I had a taste of two delicious creations, new discoveries worth sharing with you.
I have been a Roshan Samtani fan after tasting her creation—a moist chocolate cupcake with a tasty custard center, adorned with perfectly piped stars of thick chocolate fudge icing. Colorful sprinkles on top complete the happy look of the cupcake.
Aside from the cupcake, my other favorites include her Food for the Gods in bar and ice cream form, both of which are excellent.
Roshan’s creations are buttery, moist and packed with dates and nuts. These same bars are what she incorporates and whips into her vanilla ice cream base.
Just last week, the lady baker wowed me once more with Pink Rose—a torte that consists of three layers of crisp walnut meringue; sandwiched in between is a lychee-raspberry filling. It is decorated with hand-piped rosettes of rose-flavored cream.
Visually, it’s the lovely shade of pink I find attractive. In taste, it’s the delicateness. While some people do not particularly fancy floral tastes, this one is done so subtly. In fact, it is just the hint of rose that makes this so unique and sublime.
According to Roshan, the torte was created to indulge the sophisticated palates of her clients. She wanted to incorporate the flavor of rose, which is used in many Indian and Middle Eastern desserts.
She found her inspiration, in the famous macaron flavors of Pierre Hermé, thus the rose with a touch of lychee and raspberry.
The rose-flavored cream, the hint of tartness from the raspberries, and the distinct character of lychees create a beautiful symphony. The lychees give balance and an exciting twist to the perfumed rose cream.
The crisp meringue and the crunch from the sugared nuts, meanwhile, lend texture and further heightens this dessert’s appeal. It’s a masterful creation, worthy of all the calories!
Tel. 6317786; or visit www.homemadebyroshan.com
My favored chorizo makers, Myleen and Coleen Huenefeld of Calidad Española, have come up with something for the holidays, the Casero.

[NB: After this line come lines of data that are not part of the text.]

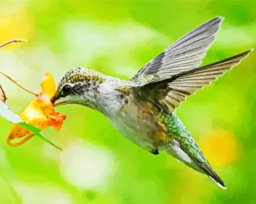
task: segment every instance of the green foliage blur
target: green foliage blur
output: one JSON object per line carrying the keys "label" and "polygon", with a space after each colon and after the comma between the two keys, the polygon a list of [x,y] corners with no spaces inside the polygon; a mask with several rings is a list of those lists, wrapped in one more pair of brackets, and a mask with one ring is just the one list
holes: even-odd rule
{"label": "green foliage blur", "polygon": [[[0,40],[27,39],[0,50],[1,71],[35,92],[44,73],[58,82],[84,66],[129,80],[192,29],[225,20],[204,64],[255,46],[256,4],[245,1],[2,1]],[[62,130],[11,148],[12,124],[0,118],[0,204],[254,204],[256,52],[177,112],[226,190],[173,158],[149,154],[99,112],[76,105]],[[4,77],[11,109],[33,98]]]}

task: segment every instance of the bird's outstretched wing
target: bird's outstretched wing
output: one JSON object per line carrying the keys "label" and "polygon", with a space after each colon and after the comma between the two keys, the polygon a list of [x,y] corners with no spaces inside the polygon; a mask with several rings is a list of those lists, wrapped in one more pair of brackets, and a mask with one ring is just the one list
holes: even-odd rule
{"label": "bird's outstretched wing", "polygon": [[146,64],[131,80],[140,84],[163,80],[198,67],[222,19],[213,18],[183,36]]}
{"label": "bird's outstretched wing", "polygon": [[[186,100],[204,86],[210,84],[232,68],[237,65],[251,50],[217,62],[190,70],[158,82],[152,82],[137,88],[143,97],[153,100],[158,106],[167,106],[163,108],[173,112]],[[140,96],[139,96],[140,97]]]}

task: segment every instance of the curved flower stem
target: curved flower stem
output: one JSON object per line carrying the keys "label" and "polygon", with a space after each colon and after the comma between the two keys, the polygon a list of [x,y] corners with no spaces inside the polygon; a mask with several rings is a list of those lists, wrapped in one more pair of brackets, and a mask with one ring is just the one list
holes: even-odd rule
{"label": "curved flower stem", "polygon": [[26,91],[27,92],[28,92],[29,93],[32,94],[33,95],[37,96],[38,94],[36,93],[35,92],[32,92],[32,90],[29,90],[28,89],[25,88],[25,87],[21,85],[20,85],[18,82],[13,80],[11,77],[10,77],[9,76],[6,74],[5,74],[2,72],[0,72],[0,74],[4,75],[5,77],[6,77],[9,80],[11,80],[12,82],[13,82],[14,84],[15,84],[16,85],[17,85],[19,87],[22,88],[23,90]]}
{"label": "curved flower stem", "polygon": [[14,38],[14,39],[11,40],[7,41],[7,42],[6,42],[2,44],[0,44],[0,48],[2,48],[2,46],[6,46],[7,44],[10,44],[12,42],[27,42],[27,40],[25,39]]}

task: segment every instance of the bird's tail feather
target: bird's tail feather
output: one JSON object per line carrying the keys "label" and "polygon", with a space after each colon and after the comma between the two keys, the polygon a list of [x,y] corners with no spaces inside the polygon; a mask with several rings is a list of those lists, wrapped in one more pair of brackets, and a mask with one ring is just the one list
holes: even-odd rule
{"label": "bird's tail feather", "polygon": [[197,165],[204,172],[205,174],[213,180],[219,186],[223,189],[226,189],[224,182],[221,178],[213,170],[209,163],[202,163],[197,160],[195,160],[195,162]]}

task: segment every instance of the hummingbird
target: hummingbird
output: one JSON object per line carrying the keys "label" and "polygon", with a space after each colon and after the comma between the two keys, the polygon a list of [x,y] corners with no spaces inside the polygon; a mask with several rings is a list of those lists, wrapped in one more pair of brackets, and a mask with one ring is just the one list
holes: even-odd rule
{"label": "hummingbird", "polygon": [[78,104],[97,110],[124,136],[150,153],[162,152],[223,182],[211,166],[175,110],[186,98],[237,65],[252,50],[199,66],[223,18],[197,28],[151,60],[130,80],[85,68],[66,73],[52,102]]}

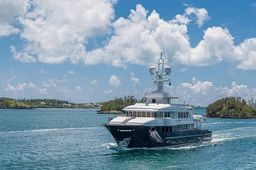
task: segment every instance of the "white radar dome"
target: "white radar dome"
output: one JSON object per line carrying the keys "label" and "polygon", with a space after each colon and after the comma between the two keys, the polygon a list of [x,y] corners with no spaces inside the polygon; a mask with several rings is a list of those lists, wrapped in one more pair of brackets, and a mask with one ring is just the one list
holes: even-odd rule
{"label": "white radar dome", "polygon": [[156,71],[157,68],[155,67],[152,66],[149,68],[149,73],[151,73],[151,74],[154,74],[156,73]]}
{"label": "white radar dome", "polygon": [[170,66],[166,66],[164,68],[164,72],[166,74],[169,74],[171,73],[171,68]]}

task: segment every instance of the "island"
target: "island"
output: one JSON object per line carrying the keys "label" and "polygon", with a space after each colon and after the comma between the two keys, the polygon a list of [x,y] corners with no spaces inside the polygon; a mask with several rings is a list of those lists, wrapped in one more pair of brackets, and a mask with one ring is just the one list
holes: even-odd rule
{"label": "island", "polygon": [[125,113],[125,112],[122,110],[125,107],[134,105],[136,103],[145,103],[146,101],[146,98],[144,98],[140,100],[138,100],[134,97],[134,96],[116,98],[113,100],[99,103],[101,105],[101,110],[100,112],[98,113],[99,114],[114,114]]}
{"label": "island", "polygon": [[58,99],[14,99],[0,98],[0,109],[33,109],[37,108],[99,108],[98,103],[78,103]]}
{"label": "island", "polygon": [[246,100],[241,97],[230,96],[218,99],[206,108],[208,117],[231,119],[256,119],[256,100]]}

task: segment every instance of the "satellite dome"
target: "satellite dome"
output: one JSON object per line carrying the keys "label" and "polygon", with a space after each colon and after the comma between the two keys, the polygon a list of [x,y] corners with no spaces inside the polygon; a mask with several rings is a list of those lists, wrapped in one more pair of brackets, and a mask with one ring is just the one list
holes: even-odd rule
{"label": "satellite dome", "polygon": [[165,67],[164,72],[167,74],[171,73],[171,67],[170,67],[170,66],[166,66]]}
{"label": "satellite dome", "polygon": [[151,73],[151,74],[154,74],[156,73],[156,71],[157,71],[157,68],[154,66],[151,66],[149,68],[149,73]]}

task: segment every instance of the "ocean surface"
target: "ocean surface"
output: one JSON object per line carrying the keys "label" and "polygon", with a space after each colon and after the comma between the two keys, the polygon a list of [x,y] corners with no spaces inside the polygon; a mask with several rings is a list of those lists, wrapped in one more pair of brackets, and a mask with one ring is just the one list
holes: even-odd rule
{"label": "ocean surface", "polygon": [[125,149],[102,126],[117,116],[96,110],[0,109],[0,169],[256,169],[255,119],[208,119],[210,142]]}

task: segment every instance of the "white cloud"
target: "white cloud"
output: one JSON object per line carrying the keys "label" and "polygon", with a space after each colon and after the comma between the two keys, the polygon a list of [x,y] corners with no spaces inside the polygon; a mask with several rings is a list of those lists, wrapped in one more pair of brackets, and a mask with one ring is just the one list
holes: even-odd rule
{"label": "white cloud", "polygon": [[111,76],[109,81],[108,81],[108,85],[111,86],[115,87],[118,88],[118,86],[120,86],[122,85],[122,82],[119,78],[115,75],[112,75]]}
{"label": "white cloud", "polygon": [[17,34],[20,30],[12,26],[15,17],[22,15],[29,6],[29,0],[0,0],[0,37]]}
{"label": "white cloud", "polygon": [[187,15],[190,15],[195,14],[196,17],[196,24],[199,28],[201,28],[206,21],[211,19],[211,17],[208,15],[208,12],[204,8],[195,8],[193,7],[188,7],[186,9],[185,13]]}
{"label": "white cloud", "polygon": [[63,79],[61,80],[58,79],[56,80],[56,82],[58,82],[60,83],[64,83],[64,82],[67,82],[67,75],[65,74],[63,76]]}
{"label": "white cloud", "polygon": [[15,60],[23,62],[36,62],[36,59],[28,54],[26,52],[17,52],[16,48],[13,45],[11,45],[10,48],[11,48],[11,52],[13,54],[13,57]]}
{"label": "white cloud", "polygon": [[67,73],[67,74],[70,74],[70,75],[76,75],[76,73],[75,73],[75,72],[73,70],[68,71]]}
{"label": "white cloud", "polygon": [[25,88],[26,87],[27,84],[26,83],[18,83],[18,85],[16,87],[14,87],[11,85],[8,82],[7,83],[7,87],[4,89],[4,91],[12,92],[23,92]]}
{"label": "white cloud", "polygon": [[189,70],[189,68],[188,67],[184,67],[180,69],[180,72],[182,73],[183,72],[187,71]]}
{"label": "white cloud", "polygon": [[134,76],[134,74],[132,72],[131,72],[131,78],[130,79],[130,81],[133,83],[132,86],[135,86],[136,84],[140,84],[140,83],[139,82],[139,79],[135,77]]}
{"label": "white cloud", "polygon": [[230,88],[217,87],[211,82],[201,82],[192,79],[193,84],[182,83],[176,88],[176,96],[184,100],[186,103],[195,105],[207,106],[215,100],[229,96],[240,96],[248,100],[256,97],[256,88],[249,89],[245,85],[238,85],[232,82]]}
{"label": "white cloud", "polygon": [[81,88],[79,87],[78,85],[76,87],[76,91],[77,92],[79,92],[81,91]]}
{"label": "white cloud", "polygon": [[49,87],[56,87],[57,85],[54,83],[52,79],[48,79],[47,80],[44,81],[42,83],[42,87],[49,88]]}
{"label": "white cloud", "polygon": [[38,90],[38,93],[40,94],[47,94],[48,92],[46,88],[41,88]]}
{"label": "white cloud", "polygon": [[94,79],[93,80],[90,80],[90,83],[93,85],[95,85],[98,81],[98,79]]}
{"label": "white cloud", "polygon": [[18,17],[24,53],[38,61],[77,62],[86,52],[87,39],[111,33],[115,0],[29,1],[31,8]]}
{"label": "white cloud", "polygon": [[29,83],[29,88],[35,88],[35,85],[33,84],[32,82],[30,82]]}
{"label": "white cloud", "polygon": [[41,69],[41,70],[40,70],[40,71],[38,71],[38,73],[48,73],[49,72],[49,70],[45,70],[44,69]]}
{"label": "white cloud", "polygon": [[55,91],[58,92],[64,93],[65,94],[70,93],[70,91],[68,90],[68,88],[66,87],[58,87],[56,89],[55,89]]}
{"label": "white cloud", "polygon": [[114,95],[116,94],[116,91],[109,90],[108,91],[104,91],[104,94],[107,95]]}

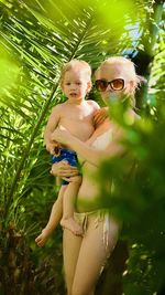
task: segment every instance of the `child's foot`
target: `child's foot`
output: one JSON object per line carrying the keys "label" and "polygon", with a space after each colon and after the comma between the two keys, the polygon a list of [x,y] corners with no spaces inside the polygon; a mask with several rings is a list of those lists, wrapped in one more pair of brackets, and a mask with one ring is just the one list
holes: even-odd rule
{"label": "child's foot", "polygon": [[69,231],[72,231],[76,235],[82,235],[84,234],[81,226],[74,220],[74,218],[68,218],[68,219],[63,218],[61,220],[61,225],[65,229],[68,229]]}
{"label": "child's foot", "polygon": [[48,240],[48,236],[50,236],[50,233],[45,229],[43,229],[42,233],[35,239],[36,244],[38,246],[44,246]]}

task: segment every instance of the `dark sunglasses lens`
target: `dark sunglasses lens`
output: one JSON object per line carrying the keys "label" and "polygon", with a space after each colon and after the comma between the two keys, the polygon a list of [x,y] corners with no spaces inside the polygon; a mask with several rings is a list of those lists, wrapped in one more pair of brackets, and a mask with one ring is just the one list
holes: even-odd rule
{"label": "dark sunglasses lens", "polygon": [[97,80],[95,85],[96,85],[96,88],[98,91],[105,92],[107,89],[107,87],[108,87],[108,81],[106,81],[106,80]]}
{"label": "dark sunglasses lens", "polygon": [[122,91],[124,87],[124,81],[122,78],[116,78],[111,81],[111,88],[113,91]]}

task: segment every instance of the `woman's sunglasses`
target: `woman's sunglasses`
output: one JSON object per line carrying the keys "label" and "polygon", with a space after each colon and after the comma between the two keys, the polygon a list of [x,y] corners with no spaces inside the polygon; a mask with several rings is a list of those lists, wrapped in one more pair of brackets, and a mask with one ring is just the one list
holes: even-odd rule
{"label": "woman's sunglasses", "polygon": [[95,86],[98,91],[105,92],[110,85],[112,91],[122,91],[124,88],[124,80],[123,78],[114,78],[112,81],[107,81],[106,78],[97,80]]}

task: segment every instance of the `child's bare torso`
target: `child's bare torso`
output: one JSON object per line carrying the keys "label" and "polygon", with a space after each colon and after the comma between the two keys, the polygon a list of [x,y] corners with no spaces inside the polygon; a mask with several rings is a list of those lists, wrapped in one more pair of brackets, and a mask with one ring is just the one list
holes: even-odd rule
{"label": "child's bare torso", "polygon": [[70,134],[82,141],[86,141],[94,133],[94,113],[96,107],[90,101],[79,105],[64,103],[61,110],[58,126],[63,126]]}

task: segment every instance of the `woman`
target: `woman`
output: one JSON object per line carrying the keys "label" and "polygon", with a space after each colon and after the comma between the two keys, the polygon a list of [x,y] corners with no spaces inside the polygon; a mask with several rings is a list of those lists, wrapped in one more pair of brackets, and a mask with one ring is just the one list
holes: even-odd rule
{"label": "woman", "polygon": [[[100,91],[103,102],[108,104],[113,94],[121,103],[128,99],[129,114],[132,118],[136,117],[133,110],[134,92],[141,78],[135,74],[133,63],[121,56],[110,57],[99,66],[95,75],[96,87]],[[92,175],[103,159],[114,155],[120,157],[123,154],[123,147],[120,145],[123,135],[121,127],[110,119],[106,119],[97,128],[88,143],[80,141],[67,130],[56,129],[53,134],[52,139],[69,145],[78,157],[84,159],[82,182],[75,212],[75,219],[82,226],[84,235],[76,236],[64,229],[64,270],[68,295],[95,294],[97,280],[116,246],[120,225],[110,213],[95,208],[98,188]],[[65,164],[65,169],[66,167],[68,166]],[[53,167],[52,172],[56,173],[55,170],[56,167]],[[69,172],[58,175],[69,176]]]}

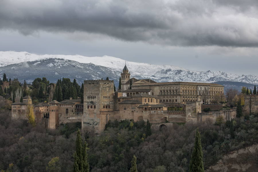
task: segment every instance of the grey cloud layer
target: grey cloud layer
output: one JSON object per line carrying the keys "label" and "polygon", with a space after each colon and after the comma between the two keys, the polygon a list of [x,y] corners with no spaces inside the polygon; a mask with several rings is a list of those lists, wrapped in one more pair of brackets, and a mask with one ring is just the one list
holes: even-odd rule
{"label": "grey cloud layer", "polygon": [[179,46],[258,46],[257,0],[2,0],[0,29]]}

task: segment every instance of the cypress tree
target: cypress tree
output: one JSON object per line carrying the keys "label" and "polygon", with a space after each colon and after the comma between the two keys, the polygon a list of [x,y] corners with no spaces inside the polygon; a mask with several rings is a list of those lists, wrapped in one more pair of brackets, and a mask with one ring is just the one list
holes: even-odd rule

Chorizo Casero is a house recipe that uses garlic and spicy paprika tinged with sweetness derived from good Port wine. Rounder and fuller, it is a juicy, full-bodied chorizo with a kick. It is for those who fancy stronger, bolder, more intensely flavored chorizos.
While it is delicious when sliced and cooked in a little bit of olive oil and served with warm crusty bread, I personally prefer to use the Casero as a chorizo for pasta. Here’s how:
Easy Casero Chorizo Pasta
4 tbsp olive oil
2 tbsp pounded garlic
Half a Casero chorizo, chopped
2 tbsp coarsely chopped herbs—basil, parsley or cilantro
Splash of cream, optional
250 g spaghetti
Cook spaghetti al dente.
Heat olive oil and sauté garlic.
Add chili flakes to taste.
Add chorizo and cook until oil is extracted from it.
Add your herb of choice.
Season to taste with salt and pepper.
Add pasta water if you find the noodles too dry. You may also dribble a little olive oil or finish with a splash of cream.
Garnish with arugula and shaved Parmesan.
The Casero is a great way to give your old recipes a new twist—a nice smokiness and depth of flavor. Try using this chorizo instead in your pochero, callos, cocido, or add it to your nilaga and taste the transformation of the dish.